| In the OPs case it would be less about getting an actual copy of the data, and more about the asking from the legal team (or some other human). The data I was thinking about was logs to help catch the hacker and a record of all the actions taken on the page (event history), as opposed to the 57k users. Like in the above linked article from patio11 (Dangerous Professional), it's a papertrail. I agree that it's irritating that a lot of the big companies make it almost impossible to speak to a human, but I understand why. I've been on the other side of support enough times to know that they have to wade through an enormous volume of stupid questions for every one legitimate problem. It just doesn't scale. There does need to be an escalation path somewhere for items like this, but how do you differentiate between this and the million people that claim their page was hacked when in reality they just forgot the password or accidentally deleted it.
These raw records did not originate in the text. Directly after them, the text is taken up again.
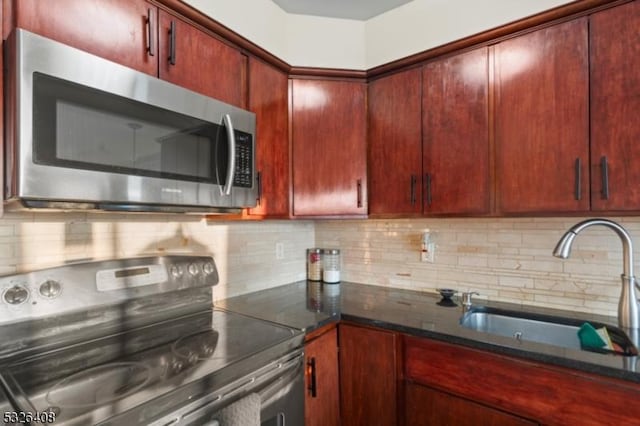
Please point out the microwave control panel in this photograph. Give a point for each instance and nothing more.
(244, 161)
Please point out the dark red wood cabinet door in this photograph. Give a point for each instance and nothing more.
(113, 29)
(456, 134)
(368, 381)
(322, 393)
(615, 105)
(268, 99)
(542, 120)
(425, 406)
(329, 147)
(202, 63)
(395, 144)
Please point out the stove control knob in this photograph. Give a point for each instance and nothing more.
(193, 269)
(50, 289)
(16, 295)
(176, 271)
(208, 268)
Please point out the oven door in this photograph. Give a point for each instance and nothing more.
(280, 386)
(90, 131)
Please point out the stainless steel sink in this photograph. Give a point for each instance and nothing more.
(551, 330)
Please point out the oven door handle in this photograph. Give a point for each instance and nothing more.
(231, 160)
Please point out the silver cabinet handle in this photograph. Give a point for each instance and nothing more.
(578, 189)
(414, 180)
(259, 183)
(172, 43)
(150, 44)
(605, 178)
(231, 170)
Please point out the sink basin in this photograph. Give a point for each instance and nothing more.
(551, 330)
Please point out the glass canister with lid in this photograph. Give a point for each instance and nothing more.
(331, 266)
(314, 264)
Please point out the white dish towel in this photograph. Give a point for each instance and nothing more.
(244, 412)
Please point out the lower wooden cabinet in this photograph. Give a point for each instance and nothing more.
(508, 389)
(322, 393)
(425, 406)
(368, 377)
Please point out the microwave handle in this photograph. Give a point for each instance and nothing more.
(231, 170)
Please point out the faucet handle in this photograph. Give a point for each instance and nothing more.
(467, 298)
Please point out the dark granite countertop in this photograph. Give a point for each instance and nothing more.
(311, 305)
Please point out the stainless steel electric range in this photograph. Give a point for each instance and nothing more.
(136, 342)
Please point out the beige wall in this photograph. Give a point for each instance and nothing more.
(315, 41)
(244, 252)
(503, 259)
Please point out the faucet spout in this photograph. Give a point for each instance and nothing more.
(628, 309)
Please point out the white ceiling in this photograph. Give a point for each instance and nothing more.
(360, 10)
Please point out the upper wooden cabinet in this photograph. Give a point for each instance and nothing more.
(196, 60)
(542, 120)
(138, 35)
(395, 144)
(329, 147)
(268, 99)
(455, 127)
(615, 104)
(123, 31)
That doesn't make it appropriate, but it does make it easier to understand. Everything is systems at a certain level. Capitalism is one part of that, but also just the sheer scale of it. Facebook has 2.6 billion monthly active users[1]. Lets say that every year 5% will think they need help, it's an arbitary figure, because I just don't know. They may or may not need help but they come across a problem they can't solve and want to reach out for support. Note: It's not necessarily the same 2.6 billion users each month, but let's ignore that. mau = 2.6 billion
needing_help_yearly = mau * 0.05 // 130,000,000
needing_help_each_day = needing_help_yearly / 365 // 356,164
The average time to resolve a ticket is hard to know but I found one example that suggests 8.6 minutes[2]. I have no idea how accurate that is, or whether it's applicable to social networks. average_time_in_mins = 8.6 minutes
support_mins_per_day = average_time_in_mins * needing_help_each_day // 3,063,013 min 42 s
support_hours_per_day = support_mins_per_day in hours // 51,050 h 13 min 42 s
humans_needed_for_support = support_hours_per_day / 8 // 6,381
This is a gross simplification, and you could play with a lot of variables to change these numbers, but it gives an idea of the scale.Compound this with an attitude that they don't NEED a human in the mix, and the complexities and costs of managing a a support team and it starts to make sense why they don't offer support (even if they should). [1]: https://www.statista.com/statistics/268136/top-15-countries-...
[2]: https://www.thinkhdi.com/library/supportworld/2019/metric-of... |
Heck, I myself have developed Messenger bots with over 100M conversations through them.